De là, l'attaque se coordonne en plusieurs étapes :

  • Aspiration des identifiants-client (serveur) : depuis NetrServerAuthenticate / ClientCredential, le challenge (défi) - question - réponse lié à l'authentification peut être compromis en remplaçant la clé ou chaîne par 8 zéros. Le rapport fait état d'un temps de changement (test malveillant) de l'ordre de 3 secondes pour éprouver les 256 probabilités ;
  • Désactivation de la signature et du scellement : du fait qu'il s'agisse d'options facultatives, la connexion peut s'établir sur Windows Serveur sans autre préambule ;
  • Détournement d'un appel et de l'horodatage, en modifiant quelques paramètres (pour l'horodatage, une date purement indicative : aucune règle à ce niveau) avec, là aussi, un remplacement de la clé-session (inconnue) par des zéros ;
  • Modification du mot de passe par DoS (Déni of Service) : une fois l'appel établi / effectué, la réinitialisation du mot de passe est opérée (le hashage NTLM étant chiffré, au même titre que la clé-session) en exploitant la défaillance AES-CFB8. Au final, cela donnera une suite de 516 zéros (relatifs aux 516 octets édictés sous Netlogon).
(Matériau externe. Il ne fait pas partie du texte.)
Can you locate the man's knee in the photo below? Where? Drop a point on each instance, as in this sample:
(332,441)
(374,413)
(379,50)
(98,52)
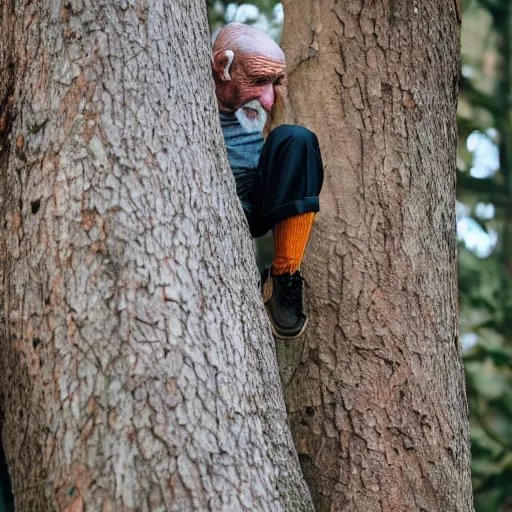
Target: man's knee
(298,134)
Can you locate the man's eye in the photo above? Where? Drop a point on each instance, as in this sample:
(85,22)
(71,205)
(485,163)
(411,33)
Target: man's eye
(263,81)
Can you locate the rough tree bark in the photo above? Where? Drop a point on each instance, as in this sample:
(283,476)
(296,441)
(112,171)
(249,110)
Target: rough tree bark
(376,390)
(137,367)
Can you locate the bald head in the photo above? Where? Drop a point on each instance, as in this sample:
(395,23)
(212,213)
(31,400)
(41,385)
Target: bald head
(247,40)
(247,65)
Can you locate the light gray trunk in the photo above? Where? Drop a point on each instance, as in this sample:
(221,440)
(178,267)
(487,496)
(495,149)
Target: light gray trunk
(375,391)
(137,368)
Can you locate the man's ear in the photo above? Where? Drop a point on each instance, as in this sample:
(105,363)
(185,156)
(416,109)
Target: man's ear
(222,61)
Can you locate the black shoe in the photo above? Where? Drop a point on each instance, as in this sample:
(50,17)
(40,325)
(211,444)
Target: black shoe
(282,296)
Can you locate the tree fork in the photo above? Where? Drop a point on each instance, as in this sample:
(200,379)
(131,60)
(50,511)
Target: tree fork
(137,365)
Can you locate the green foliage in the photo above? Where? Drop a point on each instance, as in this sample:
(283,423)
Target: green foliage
(485,284)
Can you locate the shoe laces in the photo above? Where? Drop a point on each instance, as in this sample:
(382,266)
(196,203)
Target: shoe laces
(291,287)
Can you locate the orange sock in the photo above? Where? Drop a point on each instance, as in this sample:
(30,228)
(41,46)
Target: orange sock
(290,240)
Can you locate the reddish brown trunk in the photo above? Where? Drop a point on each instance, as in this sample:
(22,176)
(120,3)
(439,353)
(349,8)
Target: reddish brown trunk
(375,391)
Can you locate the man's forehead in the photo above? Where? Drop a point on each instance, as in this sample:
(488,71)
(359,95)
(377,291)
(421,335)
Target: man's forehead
(256,63)
(246,40)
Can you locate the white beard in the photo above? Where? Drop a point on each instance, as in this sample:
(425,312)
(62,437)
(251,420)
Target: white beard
(252,125)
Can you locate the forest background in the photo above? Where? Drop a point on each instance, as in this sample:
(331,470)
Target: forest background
(484,226)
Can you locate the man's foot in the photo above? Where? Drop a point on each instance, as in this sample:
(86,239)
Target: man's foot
(282,296)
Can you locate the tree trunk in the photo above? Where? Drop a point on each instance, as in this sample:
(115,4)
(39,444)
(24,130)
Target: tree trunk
(137,368)
(375,392)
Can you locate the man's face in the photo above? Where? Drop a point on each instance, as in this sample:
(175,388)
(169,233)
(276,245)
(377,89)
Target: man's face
(254,77)
(251,77)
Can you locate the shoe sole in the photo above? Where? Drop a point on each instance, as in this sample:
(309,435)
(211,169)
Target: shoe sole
(284,337)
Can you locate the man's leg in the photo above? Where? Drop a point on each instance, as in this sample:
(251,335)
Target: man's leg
(291,176)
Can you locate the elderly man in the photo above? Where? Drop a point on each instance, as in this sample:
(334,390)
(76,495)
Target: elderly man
(278,180)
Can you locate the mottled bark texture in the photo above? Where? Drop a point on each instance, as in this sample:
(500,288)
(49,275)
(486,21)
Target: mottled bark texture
(376,392)
(137,368)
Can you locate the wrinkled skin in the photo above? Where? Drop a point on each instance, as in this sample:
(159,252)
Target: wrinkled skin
(257,70)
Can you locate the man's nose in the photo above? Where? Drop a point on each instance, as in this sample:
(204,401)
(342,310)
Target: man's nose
(267,98)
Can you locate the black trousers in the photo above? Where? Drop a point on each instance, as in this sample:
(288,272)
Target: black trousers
(288,180)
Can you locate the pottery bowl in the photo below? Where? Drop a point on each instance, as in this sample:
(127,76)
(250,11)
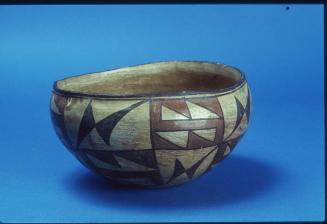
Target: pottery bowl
(152,125)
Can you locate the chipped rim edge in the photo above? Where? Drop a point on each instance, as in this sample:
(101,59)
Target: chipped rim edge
(220,91)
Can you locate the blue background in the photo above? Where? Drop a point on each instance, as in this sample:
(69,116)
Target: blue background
(275,173)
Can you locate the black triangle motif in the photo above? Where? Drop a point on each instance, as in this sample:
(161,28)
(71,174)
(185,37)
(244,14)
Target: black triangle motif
(160,143)
(178,170)
(142,157)
(190,171)
(105,156)
(59,122)
(240,113)
(87,124)
(106,125)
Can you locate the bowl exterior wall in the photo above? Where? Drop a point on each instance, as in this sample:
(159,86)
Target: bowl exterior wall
(152,142)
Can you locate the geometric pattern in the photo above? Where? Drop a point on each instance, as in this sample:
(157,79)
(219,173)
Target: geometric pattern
(152,142)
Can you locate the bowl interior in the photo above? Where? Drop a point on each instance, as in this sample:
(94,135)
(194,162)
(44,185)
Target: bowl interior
(161,77)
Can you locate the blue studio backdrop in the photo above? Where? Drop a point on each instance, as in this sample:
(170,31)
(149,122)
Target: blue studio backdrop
(275,173)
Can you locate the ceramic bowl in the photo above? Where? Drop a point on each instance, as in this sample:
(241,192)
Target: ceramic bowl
(152,125)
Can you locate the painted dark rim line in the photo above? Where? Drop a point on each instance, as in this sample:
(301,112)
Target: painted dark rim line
(241,81)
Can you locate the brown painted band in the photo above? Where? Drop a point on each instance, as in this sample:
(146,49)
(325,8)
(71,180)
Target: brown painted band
(239,83)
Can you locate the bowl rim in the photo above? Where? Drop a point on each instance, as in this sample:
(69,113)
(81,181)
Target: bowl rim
(235,86)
A noter que si le mot de passe peut être modifié, celui d'origine sera conservé par le système mais il faudra, pour l'administrateur légitime, pouvoir le déverrouiller en manuel ;
  • Sécuriser l'accès en évitant une reprise en main : via un script malveillant ou détourné, une extraction de "tous les hashages utilisateur du domaine via le protocole DRS (Domain Replication Service)" peut être effectuée. Cela enlève la possibilité de conflit-serveur avec un mot de passe Active Directory différent de celui situé dans le registre, en local (HKLM / Security / Policy / Secrets / $machine.acc). Une fois la manipulation opérée, le système est entièrement détournée.

 

Depuis Août 2020, Microsoft a fourni un patch correctif pour rendre scellement et signature obligatoires. "En février 2021, ce mode d'application (ndlr : enforcement mode ou mode de mise en application, sous le NRPC) sera activé par défaut, obligeant les administrateurs à mettre à jour, à désactiver ou à mettre sur liste blanche les appareils qui ne prennent pas en charge Secure NRPC au préalable", rappelle l'équipe sécuritaire. A mettre à jour sans tarder, si cela n'est déjà fait... A veiller !

 

 

Source : Blog Secura - 11 Septembre 2020 - Zerologon : vulnérabilité dans le protocole Netlogon qui réinitialisation certaines valeurs de chiffrement AES-CFB8 en zéros.